Friday, April 18, 2014

Friend therapy


Friends. I'm pretty sure everyone can come to a common agreement that they vent mostly to their friends about everything in their life. Whether it be a daily grumbling or a heaviness you are experiencing in your life. I am fortunate to see friends all the time, my coworkers are my friends and are the people I find myself spending the majority of my time with. It's a beautiful thing.

However, when you break your friendships down, you realize a few things about friends and about friends. I know this sounds psychotic, but, there are just some people you know in your life where everything is effortless and you feel like you can be completely yourself. My two closest friends, Ari and Devon are not people I see the most in life nor the ones I speak to the most. However, they are the ones I am able to be myself completely. Not to say I can't do that with anyone else, but I have a history with these ladies. They have known me since I was so insecure that I chopped off my hair and painted my face wild colors. They know my relationship background and they know what makes my heart quiver and ache with pain. They accept me through it all. Not once do I have to stop and explain myself or a joke I've said. Nor do we have to worry about offending or hurting each others' feelings. It's just easy. We lift each other up. There is no comparison but only praising when it comes to these ladies. When one of us starts to bring ourselves down in the face of comparison, we can confidently switch that flip because we know each other so well and see each other for how we are.

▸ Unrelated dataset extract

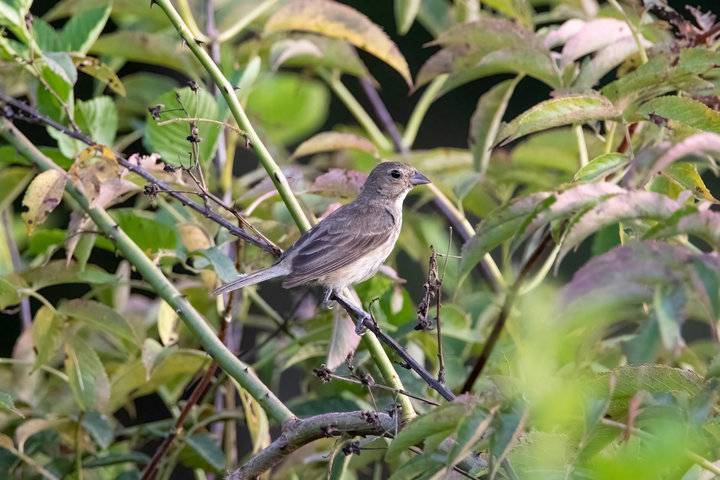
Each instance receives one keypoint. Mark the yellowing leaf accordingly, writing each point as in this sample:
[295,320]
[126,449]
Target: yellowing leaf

I know this is all very random, but recently I have had alone time with both of them and I realized how damn easy life is alongside them. We don't have to be in a happy mood all the time, we don't have to apologize for bad moods or worry about looking like a bitch, because we already know. We know. I don't know why but there is therapy in that for me. There is unconditional happiness in there as well. The fact that someone can see all your sides and not mutter a single bad thing about you to anyone else gives more validation than I could put in words. To say I'm grateful for these two isn't enough to get my point across. This is my family that I chose. Thank you for always taking care of me.